As the authors of the report Poverty of the Carless: Toward Universal Auto Access wrote in 2019, “the United States has constructed a vast and comprehensive public infrastructure that allows, and often requires, most people to drive most places. Yet every year, close to one in ten households (and sometimes more) cannot access that public infrastructure, because they cannot afford the large private investment it demands.”

Finding Solutions

It deserves note that while many of us may agree on the problem, we don’t see eye-to-eye on the conclusion. For example, the authors’ conclusion in the above study — that universal access to cars is the answer — is the opposite from what we at America Walks would conclude. We see the fact that many people can’t or don’t drive as a call to action away from cars and car-dependent infrastructure in general. More cars — or more car sharing, or more carpooling, or any other solution with “car” in the name — won’t solve our climate crisis. It won’t create safer or more useful or pleasant streets for pedestrians. Even these researchers admit this in a passage of their report:

…Many disadvantaged people hover just above carlessness, struggling (and periodically failing) to maintain access to vehicles. Below these people on the income ladder are households without automobiles, who have lost ground in both absolute terms and in comparison to households with automobiles. Both of these phenomena— the burden of keeping a car and the income penalty associated with not doing so—appear to be artifacts of America’s car-oriented built environment. 

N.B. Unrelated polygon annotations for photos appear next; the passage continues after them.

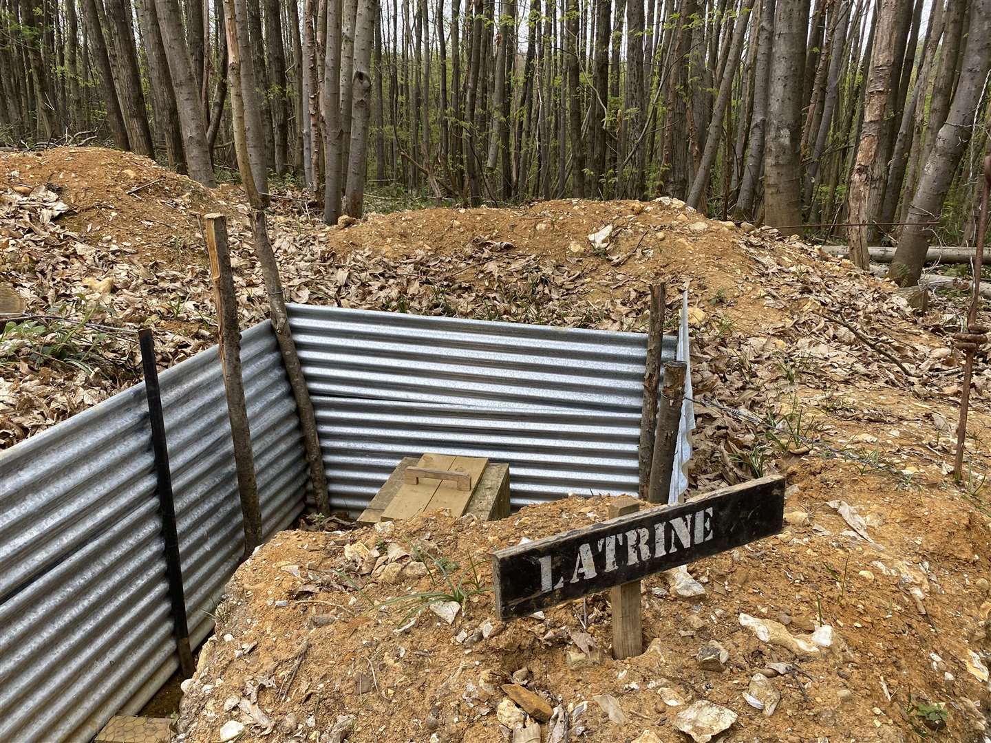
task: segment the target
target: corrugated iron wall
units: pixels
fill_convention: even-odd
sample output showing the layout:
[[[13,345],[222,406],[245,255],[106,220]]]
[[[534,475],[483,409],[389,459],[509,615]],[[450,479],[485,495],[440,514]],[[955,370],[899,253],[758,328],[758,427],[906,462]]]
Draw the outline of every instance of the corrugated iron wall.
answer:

We don’t level the playing field by increasing access to the thing that has caused the problem. Instead, we need to admit that, when someone goes outside to head to work, only to hear the stomach-churning silence of an engine that won’t turn over, they should not be marooned at home. We need to make walkability a priority to ensure that no one is falling behind when they can’t get a ride, when there’s no bus, or when they need to make multiple stops. 

We also need to consider the ways that we can make multi-modal transportation as viable an option as possible. That can mean finding ways to knit together our transit systems, encouraging folks to use trains, buses, and even water taxis as a way to extend what’s walkable for them. A recent study from Montgomery County, Maryland found that connecting pedestrians to transit more comfortably would require fairly simple steps, like “short-term improvements (such as reducing speed limits and installing crosswalks) as well as medium- to long-term improvements (such as the installation of wider sidewalks and sidewalk buffers).” These are simple ways to help people use existing transportation and to guide future projects. 

There will always be people who can’t or don’t drive. And if those folks end up living in one of the many, many American cities or towns with precisely zero transit options, they’re going to be out there, walking and rolling to wherever they need to go. It’s our job as activists to ensure there’s a sidewalk waiting to get them there.